Artie LaGreca envisioned a small, fast team with a run and gun offense this season. Given Midwood’s personnel, the coach thought that would be for the best.
But when 6-foot-2 senior forward Jewel Tunstull transferred from L.C. Bird (Va.) HS, things changed.
“By getting Jewel, it’s given us a different look than I expected us to have,” LaGreca said.
Midwood will probably be more of a halfcourt team now with a game-changing power forward. Her presence certainly makes a ninth straight trip to the PSAL city quarterfinals a very real possibility, not to mention the potential of going further.
“Her ability is all around,” LaGreca said of the Northeastern-bound Tunstull. “She does a lot of things. She’s not a one-dimensional post player. … For the one season we have her, we expect good things. She knows her role is going to be a scoring center.”
The Hornets graduated guard Victoria Story and forwards Jessica Previlon and Dawn Akingba, but two starters – seniors Gisell Peguero and Beranda Felder – return. LaGreca will rely on both of them, and they improved over the summer, he said.
Peguero will once again be the team’s starting point guard. She’s coming off a summer in which she blew up with Team Mike Moore. She drew raves from Murry Bergtraum coach Ed Grezinsky after a scrimmage Thursday night in Manhattan.
“She’s become an outstanding point guard,” LaGreca said of Peguero, who is getting looked at by C.W. Post and Adelphi, among other Division II schools. “She exudes confidence now when I watch her play. She’s being under-recruited. A lot more people better start looking at her.”
Felder, a bruising, 5-foot-10 forward, is Midwood’s blue-collar girl inside. She does all the dirty work, is a great rebounder and always draws the opposing team’s best post player on defense.

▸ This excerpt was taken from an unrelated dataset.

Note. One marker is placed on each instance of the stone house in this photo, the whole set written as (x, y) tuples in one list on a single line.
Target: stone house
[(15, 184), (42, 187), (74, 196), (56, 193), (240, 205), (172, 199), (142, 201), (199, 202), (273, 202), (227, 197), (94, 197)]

“No one on the court works harder than her,” LaGreca said. “She gets more out of her talent than anyone.”
Peguero and Felder will also have the responsibility of being leaders. They have taken on that that job seamlessly; Peguero is on the quiet side, Felder is the vocal one.
“If all of us are tired, she’ll be like, ‘Keep going hard,’” Peguero said of Felder. “She’s our horse.”
LaGreca said he’s been filling out the rest of the starting lineup with senior guards Brittney McFadden and Victoria Fleisher in scrimmages, but that could change. Both came off the bench last year and the coach expects them to play valuable minutes in 2009-10.
Also in the rotation will be 5-foot-10 junior forward Francess Henry, senior guard Yashika Morales, sophomore guard Kerslyn Fenelus, senior guard Christina Jean and 5-foot-8 freshman guard Monet Keane-Dawes, a “promising freshman,” LaGreca said.
“When you come back, you have to be better than you were last year,” Felder said. “Our bench has to be strong, too.”
LaGreca hasn’t discussed tangible goals with his players yet, but he thinks the quarterfinals are an attainable goal. He has laid down a gauntlet for his girls, too — a tough non-league schedule that includes North Babylon, Mary Louis, Archbishop Molloy, JFK (N.J.) and Manhattan Center.
Midwood has never been to the PSAL city championship game. Could the Hornets get there this year? LaGreca, nor his players, are thinking that far ahead.
“We’ve never been to the Garden, but I don’t think that should define my team,” LaGreca said. “Every year we always get better as the season goes on.”
That, for now, will be the lone goal.